Against Sainte-Beuve is a seminal, early work by Marcel Proust. Before embarking on his magnum opus, In Search of Lost Time, Marcel Proust fills several notebooks with drafts and fragments in which he takes a sharp stand against the contemporary literary critic Sainte-Beuve (1804–69), and instead articulates a view of the purpose and practice of literature that he will bring to fruition in his seven-volume masterpiece some years later.
Already in these early writings that were never intended for publication, we meet an illustrious writer with an idiosyncratic flair for language.
Never before published in Swedish, Against Sainte-Beuve is here presented in a magisterial new translation by Jan Stolpe.
Marcel Proust (1871–1922) was a French novelist and essayist. In his monumental À la recherche du temps perdu, published in seven parts between 1913–27, Proust developed an essayistic fictional style to which he, according to Walter Benjamin, “sacrificed in his life friends and companionship, in his works plot, unity of characters, the flow of narration, the play of the imagination.” Against Sainte-Beuve was published in French in 1954, long after Proust’s death, and has never before been available in Swedish.

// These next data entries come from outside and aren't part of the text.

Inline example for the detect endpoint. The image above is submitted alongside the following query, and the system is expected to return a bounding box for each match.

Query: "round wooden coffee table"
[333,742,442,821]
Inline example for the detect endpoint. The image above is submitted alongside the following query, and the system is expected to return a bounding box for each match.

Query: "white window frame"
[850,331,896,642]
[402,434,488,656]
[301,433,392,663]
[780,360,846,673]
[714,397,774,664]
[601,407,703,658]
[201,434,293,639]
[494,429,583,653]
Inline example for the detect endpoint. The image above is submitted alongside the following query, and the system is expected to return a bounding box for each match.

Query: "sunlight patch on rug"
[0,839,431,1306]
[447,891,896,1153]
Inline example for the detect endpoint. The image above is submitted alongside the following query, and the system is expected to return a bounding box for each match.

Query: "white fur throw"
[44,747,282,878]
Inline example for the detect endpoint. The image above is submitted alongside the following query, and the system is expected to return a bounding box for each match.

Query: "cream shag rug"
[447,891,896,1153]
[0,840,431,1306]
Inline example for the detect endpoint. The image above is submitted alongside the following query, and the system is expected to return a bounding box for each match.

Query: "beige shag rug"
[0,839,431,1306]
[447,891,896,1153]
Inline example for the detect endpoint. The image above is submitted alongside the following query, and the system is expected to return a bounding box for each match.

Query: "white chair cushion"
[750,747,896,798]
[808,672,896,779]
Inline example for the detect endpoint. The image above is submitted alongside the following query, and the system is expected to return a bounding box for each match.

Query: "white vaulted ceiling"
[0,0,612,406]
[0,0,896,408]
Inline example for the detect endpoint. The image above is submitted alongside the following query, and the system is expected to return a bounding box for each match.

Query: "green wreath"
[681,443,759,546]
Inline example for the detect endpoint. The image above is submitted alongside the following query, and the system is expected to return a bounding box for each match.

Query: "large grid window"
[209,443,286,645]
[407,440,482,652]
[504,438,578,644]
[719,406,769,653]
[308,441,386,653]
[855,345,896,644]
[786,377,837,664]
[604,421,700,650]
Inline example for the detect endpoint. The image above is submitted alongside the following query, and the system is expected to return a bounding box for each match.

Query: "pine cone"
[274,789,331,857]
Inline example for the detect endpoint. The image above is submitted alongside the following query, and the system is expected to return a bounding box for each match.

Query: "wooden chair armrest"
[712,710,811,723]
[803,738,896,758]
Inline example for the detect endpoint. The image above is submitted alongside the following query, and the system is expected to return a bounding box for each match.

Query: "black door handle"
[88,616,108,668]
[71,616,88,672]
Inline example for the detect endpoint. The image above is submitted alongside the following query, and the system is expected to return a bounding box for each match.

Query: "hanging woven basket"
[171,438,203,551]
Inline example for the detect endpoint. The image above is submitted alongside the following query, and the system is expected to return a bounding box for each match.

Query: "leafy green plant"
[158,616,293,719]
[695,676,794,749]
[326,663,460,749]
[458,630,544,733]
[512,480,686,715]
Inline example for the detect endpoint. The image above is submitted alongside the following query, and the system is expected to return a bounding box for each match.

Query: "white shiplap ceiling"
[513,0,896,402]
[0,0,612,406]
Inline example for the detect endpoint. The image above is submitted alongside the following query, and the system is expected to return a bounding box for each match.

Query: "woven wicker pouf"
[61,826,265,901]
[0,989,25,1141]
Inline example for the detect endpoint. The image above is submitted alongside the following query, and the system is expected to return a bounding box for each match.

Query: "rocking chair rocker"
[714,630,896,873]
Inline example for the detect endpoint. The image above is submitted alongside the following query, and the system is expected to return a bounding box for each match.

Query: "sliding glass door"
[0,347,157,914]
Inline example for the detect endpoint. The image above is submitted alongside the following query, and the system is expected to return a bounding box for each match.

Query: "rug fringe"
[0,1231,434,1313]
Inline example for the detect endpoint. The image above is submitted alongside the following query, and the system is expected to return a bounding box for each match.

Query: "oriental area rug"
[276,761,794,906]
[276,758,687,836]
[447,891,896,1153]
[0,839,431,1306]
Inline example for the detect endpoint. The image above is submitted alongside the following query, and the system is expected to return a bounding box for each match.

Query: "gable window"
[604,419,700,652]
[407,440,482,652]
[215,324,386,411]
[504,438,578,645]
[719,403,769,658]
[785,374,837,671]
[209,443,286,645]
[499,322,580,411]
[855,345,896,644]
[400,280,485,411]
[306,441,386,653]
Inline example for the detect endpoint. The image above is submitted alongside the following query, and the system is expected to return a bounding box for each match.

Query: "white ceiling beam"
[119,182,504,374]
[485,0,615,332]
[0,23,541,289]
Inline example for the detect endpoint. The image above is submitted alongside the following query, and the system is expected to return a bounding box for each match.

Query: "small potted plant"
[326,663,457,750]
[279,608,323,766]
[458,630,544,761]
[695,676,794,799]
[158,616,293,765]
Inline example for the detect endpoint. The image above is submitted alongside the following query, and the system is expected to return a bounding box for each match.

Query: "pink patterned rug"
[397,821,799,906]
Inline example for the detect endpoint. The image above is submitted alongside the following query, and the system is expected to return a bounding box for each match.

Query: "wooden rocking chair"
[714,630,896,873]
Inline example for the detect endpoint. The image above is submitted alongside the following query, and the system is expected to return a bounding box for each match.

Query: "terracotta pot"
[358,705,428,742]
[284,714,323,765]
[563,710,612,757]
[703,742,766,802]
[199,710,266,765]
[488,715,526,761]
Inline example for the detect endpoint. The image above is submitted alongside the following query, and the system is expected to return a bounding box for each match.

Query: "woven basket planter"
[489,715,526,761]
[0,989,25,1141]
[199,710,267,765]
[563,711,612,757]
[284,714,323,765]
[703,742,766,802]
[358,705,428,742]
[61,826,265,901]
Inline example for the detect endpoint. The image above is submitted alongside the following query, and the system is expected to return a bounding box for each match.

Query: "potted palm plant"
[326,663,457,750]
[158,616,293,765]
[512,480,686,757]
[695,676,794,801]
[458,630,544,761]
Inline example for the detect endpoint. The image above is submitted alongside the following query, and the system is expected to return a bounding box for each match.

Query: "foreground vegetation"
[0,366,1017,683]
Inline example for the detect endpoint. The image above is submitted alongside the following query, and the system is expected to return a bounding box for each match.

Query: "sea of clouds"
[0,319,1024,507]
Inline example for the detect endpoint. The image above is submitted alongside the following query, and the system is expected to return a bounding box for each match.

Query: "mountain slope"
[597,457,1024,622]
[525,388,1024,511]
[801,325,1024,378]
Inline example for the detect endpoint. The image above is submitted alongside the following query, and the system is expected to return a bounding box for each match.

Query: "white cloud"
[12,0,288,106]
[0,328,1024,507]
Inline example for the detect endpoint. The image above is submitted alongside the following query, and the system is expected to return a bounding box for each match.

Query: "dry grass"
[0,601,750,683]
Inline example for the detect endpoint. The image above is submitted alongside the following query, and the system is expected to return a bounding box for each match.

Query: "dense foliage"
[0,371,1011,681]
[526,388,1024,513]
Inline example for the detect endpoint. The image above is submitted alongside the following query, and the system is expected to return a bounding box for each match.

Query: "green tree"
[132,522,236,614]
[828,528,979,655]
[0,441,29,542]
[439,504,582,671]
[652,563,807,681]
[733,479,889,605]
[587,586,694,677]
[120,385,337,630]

Jan Stolpe is one of Sweden’s most respected translators and literary critics. He has translated, among many others, Montaigne, Balzac, Diderot, Camus, and several works from Ancient Greek, including Plato, Aristotle, and Euripides. He holds an Honourary Doctorate in Philosophy from Lund University. In 2010 he was awarded the Kellgren Prize by the Swedish Academy, and in 2020 received the Big Prize of Samfundet De Nio.